Rollerskating for fun and profit!
Having just finished watching the first episode of Rollergirls, it has become abundantly clear that I must move to Austin, Texas, and marry one of the rollergirls. Doesn't matter which one, since their shared affinity for violence and alcoholism makes them pretty much interchangeable.
Also, the weather in Texas is probably nice, so that's like a two-fer.
I had a terribly boring day. I started walking to school for the first class of Stats 2: The Legend of Curly's Gold, but after three blocks I decided that it was too nice a day for class and small talk, so I turned back and spent a few hours installing, uninstalling, and re-installing Windows.
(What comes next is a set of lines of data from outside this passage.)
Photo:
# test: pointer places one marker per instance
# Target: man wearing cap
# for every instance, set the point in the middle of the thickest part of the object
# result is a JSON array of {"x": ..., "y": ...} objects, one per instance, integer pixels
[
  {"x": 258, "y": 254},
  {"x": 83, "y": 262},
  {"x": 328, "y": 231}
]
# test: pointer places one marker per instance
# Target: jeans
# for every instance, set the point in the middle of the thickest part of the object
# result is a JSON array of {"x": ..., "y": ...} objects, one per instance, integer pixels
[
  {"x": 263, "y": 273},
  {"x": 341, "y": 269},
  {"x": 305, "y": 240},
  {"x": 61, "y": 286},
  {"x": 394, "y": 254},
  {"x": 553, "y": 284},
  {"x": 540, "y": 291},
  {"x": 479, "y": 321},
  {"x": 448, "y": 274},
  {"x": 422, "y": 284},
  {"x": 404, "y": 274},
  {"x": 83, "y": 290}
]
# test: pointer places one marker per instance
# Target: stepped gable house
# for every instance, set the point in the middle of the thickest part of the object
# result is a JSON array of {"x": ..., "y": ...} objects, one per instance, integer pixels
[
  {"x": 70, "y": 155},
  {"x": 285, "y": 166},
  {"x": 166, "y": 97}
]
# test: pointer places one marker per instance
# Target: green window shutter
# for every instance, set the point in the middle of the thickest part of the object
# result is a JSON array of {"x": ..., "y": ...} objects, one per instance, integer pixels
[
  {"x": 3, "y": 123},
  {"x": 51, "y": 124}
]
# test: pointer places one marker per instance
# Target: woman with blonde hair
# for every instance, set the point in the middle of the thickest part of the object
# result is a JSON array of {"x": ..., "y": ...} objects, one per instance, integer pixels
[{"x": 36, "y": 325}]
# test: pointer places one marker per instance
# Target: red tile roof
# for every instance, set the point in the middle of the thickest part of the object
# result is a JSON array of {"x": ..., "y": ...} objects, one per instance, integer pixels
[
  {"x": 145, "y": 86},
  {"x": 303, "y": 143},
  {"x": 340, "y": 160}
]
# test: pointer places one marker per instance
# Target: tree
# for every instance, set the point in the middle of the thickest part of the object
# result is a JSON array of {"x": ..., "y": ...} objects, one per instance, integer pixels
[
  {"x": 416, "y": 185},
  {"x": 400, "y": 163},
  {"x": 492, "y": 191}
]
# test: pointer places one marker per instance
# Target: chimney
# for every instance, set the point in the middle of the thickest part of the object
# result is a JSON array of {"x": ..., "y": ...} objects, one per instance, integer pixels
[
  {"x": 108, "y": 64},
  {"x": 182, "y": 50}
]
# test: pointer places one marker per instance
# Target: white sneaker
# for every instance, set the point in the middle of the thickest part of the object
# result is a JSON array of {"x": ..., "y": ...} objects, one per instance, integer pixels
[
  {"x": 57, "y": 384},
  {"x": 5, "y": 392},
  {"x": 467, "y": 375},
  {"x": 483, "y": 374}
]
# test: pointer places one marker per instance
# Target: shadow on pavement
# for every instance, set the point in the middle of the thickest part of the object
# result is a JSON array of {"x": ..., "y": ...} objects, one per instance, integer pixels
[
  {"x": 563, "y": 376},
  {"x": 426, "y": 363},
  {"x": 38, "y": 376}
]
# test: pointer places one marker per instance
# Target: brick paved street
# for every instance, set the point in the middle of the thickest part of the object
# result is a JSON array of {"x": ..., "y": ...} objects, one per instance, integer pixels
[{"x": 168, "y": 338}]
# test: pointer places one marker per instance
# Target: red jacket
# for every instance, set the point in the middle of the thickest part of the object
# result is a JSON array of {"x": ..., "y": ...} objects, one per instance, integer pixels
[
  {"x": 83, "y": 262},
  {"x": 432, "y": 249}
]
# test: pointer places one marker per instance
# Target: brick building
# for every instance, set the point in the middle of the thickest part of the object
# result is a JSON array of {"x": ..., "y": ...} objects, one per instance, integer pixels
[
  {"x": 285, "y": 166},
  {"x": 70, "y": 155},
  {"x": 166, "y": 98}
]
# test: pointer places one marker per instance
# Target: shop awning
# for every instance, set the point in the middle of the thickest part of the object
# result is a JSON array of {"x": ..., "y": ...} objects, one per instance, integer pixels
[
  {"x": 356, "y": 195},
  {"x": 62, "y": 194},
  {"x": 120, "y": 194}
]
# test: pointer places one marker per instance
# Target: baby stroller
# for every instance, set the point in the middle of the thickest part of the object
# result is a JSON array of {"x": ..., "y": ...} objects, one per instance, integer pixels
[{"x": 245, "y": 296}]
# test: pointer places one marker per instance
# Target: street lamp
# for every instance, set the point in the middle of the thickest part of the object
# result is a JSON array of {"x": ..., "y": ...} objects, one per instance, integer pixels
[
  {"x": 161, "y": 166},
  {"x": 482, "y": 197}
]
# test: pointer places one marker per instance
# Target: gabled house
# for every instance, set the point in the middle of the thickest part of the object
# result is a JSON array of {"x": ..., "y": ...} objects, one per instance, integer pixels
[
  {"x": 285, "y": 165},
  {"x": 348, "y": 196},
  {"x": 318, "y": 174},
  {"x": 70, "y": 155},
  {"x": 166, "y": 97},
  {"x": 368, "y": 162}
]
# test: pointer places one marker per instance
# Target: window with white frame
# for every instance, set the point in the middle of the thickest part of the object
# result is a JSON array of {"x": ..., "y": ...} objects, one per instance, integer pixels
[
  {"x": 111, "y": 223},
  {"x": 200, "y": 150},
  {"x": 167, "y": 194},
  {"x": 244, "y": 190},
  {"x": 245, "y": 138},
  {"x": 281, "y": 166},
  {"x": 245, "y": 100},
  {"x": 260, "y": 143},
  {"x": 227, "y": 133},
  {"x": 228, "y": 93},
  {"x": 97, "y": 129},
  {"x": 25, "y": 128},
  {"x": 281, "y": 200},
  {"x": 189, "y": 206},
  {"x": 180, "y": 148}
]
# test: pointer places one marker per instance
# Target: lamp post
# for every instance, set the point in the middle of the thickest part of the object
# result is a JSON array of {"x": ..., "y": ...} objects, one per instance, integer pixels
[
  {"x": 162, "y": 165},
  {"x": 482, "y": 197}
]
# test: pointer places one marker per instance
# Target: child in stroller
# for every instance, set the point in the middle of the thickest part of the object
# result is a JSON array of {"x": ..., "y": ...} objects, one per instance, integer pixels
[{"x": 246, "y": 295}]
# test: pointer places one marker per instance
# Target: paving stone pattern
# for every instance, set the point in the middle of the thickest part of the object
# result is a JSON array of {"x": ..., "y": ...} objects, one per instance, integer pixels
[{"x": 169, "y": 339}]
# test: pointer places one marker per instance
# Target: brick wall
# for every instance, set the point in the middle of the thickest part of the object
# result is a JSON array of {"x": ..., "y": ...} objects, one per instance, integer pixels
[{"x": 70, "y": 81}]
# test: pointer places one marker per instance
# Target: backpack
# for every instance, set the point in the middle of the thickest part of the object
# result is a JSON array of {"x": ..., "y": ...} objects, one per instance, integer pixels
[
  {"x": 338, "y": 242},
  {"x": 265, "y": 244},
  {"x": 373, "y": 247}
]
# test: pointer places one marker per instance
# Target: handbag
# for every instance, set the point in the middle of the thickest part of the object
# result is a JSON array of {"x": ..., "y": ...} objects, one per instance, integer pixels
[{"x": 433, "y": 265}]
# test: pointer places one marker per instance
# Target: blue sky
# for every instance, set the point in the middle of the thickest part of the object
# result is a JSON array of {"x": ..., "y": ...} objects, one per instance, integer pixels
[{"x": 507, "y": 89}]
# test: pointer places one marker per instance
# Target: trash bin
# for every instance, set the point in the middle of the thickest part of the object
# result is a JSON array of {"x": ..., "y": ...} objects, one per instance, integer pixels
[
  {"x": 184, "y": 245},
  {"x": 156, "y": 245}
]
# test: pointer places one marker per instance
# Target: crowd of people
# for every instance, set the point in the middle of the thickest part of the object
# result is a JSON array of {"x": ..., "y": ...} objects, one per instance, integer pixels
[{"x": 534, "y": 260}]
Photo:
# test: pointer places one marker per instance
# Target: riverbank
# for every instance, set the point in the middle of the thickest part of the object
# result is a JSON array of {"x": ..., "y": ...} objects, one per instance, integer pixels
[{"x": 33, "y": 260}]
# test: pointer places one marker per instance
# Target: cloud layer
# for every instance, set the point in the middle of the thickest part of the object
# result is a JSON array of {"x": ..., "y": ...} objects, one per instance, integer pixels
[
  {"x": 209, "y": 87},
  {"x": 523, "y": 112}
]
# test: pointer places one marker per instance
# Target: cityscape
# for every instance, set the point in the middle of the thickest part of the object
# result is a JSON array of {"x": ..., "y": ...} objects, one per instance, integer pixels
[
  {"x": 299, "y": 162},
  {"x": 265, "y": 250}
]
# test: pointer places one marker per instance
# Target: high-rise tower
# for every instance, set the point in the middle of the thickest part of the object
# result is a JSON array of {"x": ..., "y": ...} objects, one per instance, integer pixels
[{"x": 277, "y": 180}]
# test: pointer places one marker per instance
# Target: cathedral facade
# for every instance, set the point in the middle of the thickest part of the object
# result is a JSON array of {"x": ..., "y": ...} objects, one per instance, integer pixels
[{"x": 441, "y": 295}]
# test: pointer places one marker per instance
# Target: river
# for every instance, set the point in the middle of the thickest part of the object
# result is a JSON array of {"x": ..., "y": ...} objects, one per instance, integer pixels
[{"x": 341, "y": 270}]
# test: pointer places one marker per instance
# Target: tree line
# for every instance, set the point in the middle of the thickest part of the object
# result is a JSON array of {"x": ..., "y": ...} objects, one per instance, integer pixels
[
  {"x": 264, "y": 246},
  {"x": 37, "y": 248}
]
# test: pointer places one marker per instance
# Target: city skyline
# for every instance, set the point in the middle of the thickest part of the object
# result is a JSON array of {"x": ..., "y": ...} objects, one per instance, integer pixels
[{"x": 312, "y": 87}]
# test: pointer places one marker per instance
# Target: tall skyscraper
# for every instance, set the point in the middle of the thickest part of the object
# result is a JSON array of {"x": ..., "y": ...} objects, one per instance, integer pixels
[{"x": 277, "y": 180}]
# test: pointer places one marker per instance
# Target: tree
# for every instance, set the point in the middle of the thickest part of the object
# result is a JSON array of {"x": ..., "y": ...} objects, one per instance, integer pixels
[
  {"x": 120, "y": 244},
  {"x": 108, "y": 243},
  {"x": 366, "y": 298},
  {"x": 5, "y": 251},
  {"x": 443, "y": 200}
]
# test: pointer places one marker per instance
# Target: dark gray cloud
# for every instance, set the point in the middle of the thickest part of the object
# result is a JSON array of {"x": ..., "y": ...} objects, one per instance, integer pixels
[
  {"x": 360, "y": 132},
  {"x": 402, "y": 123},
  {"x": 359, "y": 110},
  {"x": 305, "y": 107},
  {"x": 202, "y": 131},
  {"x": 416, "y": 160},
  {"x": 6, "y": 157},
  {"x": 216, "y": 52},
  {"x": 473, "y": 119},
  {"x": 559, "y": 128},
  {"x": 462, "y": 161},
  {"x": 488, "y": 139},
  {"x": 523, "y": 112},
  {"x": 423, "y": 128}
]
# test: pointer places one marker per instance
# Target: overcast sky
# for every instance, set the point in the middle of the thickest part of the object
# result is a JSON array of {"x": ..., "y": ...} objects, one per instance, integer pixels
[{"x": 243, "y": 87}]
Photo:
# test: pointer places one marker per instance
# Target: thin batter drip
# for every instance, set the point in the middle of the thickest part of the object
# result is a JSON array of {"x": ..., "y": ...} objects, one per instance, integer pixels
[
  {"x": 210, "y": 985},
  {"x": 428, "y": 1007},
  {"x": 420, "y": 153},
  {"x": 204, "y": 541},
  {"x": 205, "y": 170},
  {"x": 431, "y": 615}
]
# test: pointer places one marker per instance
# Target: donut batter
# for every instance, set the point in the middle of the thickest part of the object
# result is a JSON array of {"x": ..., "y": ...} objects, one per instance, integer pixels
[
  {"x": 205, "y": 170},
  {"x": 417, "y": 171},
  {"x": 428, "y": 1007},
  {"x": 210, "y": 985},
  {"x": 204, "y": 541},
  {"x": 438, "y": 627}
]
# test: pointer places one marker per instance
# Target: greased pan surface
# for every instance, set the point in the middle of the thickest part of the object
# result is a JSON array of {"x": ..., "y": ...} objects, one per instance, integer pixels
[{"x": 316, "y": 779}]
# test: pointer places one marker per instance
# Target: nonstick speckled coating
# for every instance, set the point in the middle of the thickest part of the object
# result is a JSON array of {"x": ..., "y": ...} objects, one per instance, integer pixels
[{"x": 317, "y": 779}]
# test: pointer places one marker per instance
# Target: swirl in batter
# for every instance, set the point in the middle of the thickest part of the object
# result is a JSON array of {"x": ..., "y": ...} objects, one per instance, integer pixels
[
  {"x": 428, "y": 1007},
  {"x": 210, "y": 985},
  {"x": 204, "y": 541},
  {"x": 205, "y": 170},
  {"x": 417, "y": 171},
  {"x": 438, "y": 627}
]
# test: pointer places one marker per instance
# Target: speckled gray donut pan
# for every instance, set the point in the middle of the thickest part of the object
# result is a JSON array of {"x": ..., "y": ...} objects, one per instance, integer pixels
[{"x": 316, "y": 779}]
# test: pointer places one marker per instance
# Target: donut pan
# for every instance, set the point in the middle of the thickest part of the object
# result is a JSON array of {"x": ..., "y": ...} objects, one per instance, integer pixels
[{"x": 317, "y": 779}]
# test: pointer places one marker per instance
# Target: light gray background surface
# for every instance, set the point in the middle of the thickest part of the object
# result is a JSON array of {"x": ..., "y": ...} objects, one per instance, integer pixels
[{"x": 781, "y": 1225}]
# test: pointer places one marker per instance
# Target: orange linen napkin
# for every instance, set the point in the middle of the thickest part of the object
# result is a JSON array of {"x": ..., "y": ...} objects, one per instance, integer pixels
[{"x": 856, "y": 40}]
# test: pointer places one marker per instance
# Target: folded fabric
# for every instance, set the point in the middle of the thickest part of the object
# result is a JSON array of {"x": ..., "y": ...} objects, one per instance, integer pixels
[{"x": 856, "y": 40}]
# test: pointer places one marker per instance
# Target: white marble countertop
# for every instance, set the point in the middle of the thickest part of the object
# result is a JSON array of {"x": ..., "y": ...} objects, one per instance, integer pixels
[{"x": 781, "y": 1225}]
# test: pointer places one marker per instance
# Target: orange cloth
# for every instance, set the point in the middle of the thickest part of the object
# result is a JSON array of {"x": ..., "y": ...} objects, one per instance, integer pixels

Did I mention the small talk? It's getting out of hand. Yesterday I spent as much time engaging in small talk as I did in class. "Engaging" is not the right word; if I were into the small talk, I would be engaging in it. As it was, I was trapped. Hey, here's a tip: if we're having a conversation and I say "Yeah, how about that" more than once, I'm secretly praying for a ceiling tile to fall on your head. "Yeah, how about that" is your cue to find someone else to tell about your $500 graphics tablet (which, honestly, is little more than a cyber-Etch-a-Sketch). I'm thinking of adopting some variant of "Good talk -- see ya out there" as a way of ending conversations.
I'll tell you what: no rollergirl would tolerate the inane small talk I've had in last two days. She'd probably hit you in the head with her forearm, tp your house, and then go country dancing without underpants. (Country Dancing Without Underpants Girl was probably my favourite rollergirl. Ladies, take note!)